Is it possible? Yes. Is it as probably or as quick a route? No. Junior talent typically don’t have the seasoning required to provide the right level of judgement as an orchestrator or craft expert. Senior talent are often closer in skills and experience, but are not steeped in the necessary detailed operational, workflow or martech knowledge. And as evidenced in the data from Korn Ferry, they are already struggling to drive alignment and oversight…and that’s before adding agents into the mix.
Two middle layer roles: the generalist and the domain expert
As the middle is reinvented (likely a combination of upskilling, reskilling and fresh talent), there is a need for two different roles - people that go wide, with a small set of people that go deep.
1) The Orchestrator - The majority of the middle layer, these are integrated marketing generalists who focus on orchestrating the end-to-end execution of marketing work through a network of humans (employees, contractors, agency personnel) and agents.
Key activities for this group would be to drive the briefs, determine how to solve marketing problems (within the context of the strategic guardrails in shift 2), assemble the network of humans and agents needed to execute and be completely accountable for the marketing execution and ongoing optimization.
While they continue to be measured on marketing performance, they are also judged by how much they can improve orchestration speed & throughput of the networks they assemble.
2) The Craft Expert - A small set of artisans, thought leaders, and practice leaders in different sub-domains of marketing who are responsible for driving consistently high quality of outputs within their area of expertise. The creative lead, the editorial lead, the programmatic media lead, the social channel lead, etc.
Key activities for this group would be to:
Train, measure and optimize the mass-use agents that the majority of the marketing function will use (e.g. the blog writing agent, the competitive research agent, the social channel planning agent, client dossier builder agent, etc.)

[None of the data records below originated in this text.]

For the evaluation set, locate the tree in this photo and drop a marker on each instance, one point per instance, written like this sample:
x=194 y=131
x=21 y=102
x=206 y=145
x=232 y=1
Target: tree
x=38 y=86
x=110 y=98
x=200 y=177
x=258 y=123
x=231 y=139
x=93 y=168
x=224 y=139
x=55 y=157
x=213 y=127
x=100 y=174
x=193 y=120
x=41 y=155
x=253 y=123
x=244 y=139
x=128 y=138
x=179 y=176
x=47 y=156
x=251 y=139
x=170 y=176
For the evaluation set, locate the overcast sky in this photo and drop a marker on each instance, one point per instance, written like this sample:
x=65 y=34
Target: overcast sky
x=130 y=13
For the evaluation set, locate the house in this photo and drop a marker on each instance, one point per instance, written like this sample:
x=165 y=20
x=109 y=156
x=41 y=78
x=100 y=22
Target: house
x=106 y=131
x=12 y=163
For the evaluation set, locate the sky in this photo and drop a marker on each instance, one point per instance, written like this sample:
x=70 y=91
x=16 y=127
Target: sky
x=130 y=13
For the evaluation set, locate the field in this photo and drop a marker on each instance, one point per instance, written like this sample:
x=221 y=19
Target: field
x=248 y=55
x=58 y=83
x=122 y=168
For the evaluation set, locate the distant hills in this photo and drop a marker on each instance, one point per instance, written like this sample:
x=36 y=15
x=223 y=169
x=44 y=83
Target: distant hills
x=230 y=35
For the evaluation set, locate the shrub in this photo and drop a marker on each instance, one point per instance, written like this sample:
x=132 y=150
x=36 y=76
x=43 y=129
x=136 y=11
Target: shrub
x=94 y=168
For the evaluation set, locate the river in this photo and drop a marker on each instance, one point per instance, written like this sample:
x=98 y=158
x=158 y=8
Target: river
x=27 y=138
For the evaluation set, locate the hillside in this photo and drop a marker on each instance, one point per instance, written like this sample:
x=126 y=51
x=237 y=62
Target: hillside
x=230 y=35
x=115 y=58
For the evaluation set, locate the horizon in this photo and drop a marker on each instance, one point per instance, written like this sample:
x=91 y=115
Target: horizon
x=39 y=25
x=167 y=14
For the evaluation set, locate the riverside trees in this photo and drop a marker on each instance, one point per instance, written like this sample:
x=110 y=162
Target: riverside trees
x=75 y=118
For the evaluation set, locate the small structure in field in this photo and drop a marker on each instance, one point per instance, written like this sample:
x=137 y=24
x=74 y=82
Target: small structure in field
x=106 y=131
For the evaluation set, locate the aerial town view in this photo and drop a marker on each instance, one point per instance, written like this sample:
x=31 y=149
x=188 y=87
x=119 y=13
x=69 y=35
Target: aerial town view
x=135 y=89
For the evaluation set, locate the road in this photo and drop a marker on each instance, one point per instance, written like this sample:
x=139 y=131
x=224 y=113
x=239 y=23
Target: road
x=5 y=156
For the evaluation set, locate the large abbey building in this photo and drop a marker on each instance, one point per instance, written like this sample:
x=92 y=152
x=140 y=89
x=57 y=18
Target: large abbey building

Execute work as part of the orchestrator’s network - This brings their unique human talent to the highest priority work while allowing them to work with the mass use agents they oversee (allowing them to see in action and optimize). An example is an editorial lead brought in to ideate + edit the big annual research piece, engaging the content quality agent to ensure the work is differentiated.
They would be measured on their ability to govern quality at scale (human+agent) and drive high quality, innovative ideas and execution in their domain.
Orchestrators need to be able to make decisions autonomously
Reinventing the role of the middle is one thing. But to orchestrate at speed, it requires a change in process and culture. It means leadership becoming comfortable relinquishing command-and-control in favor of empowering orchestrators with decision authority.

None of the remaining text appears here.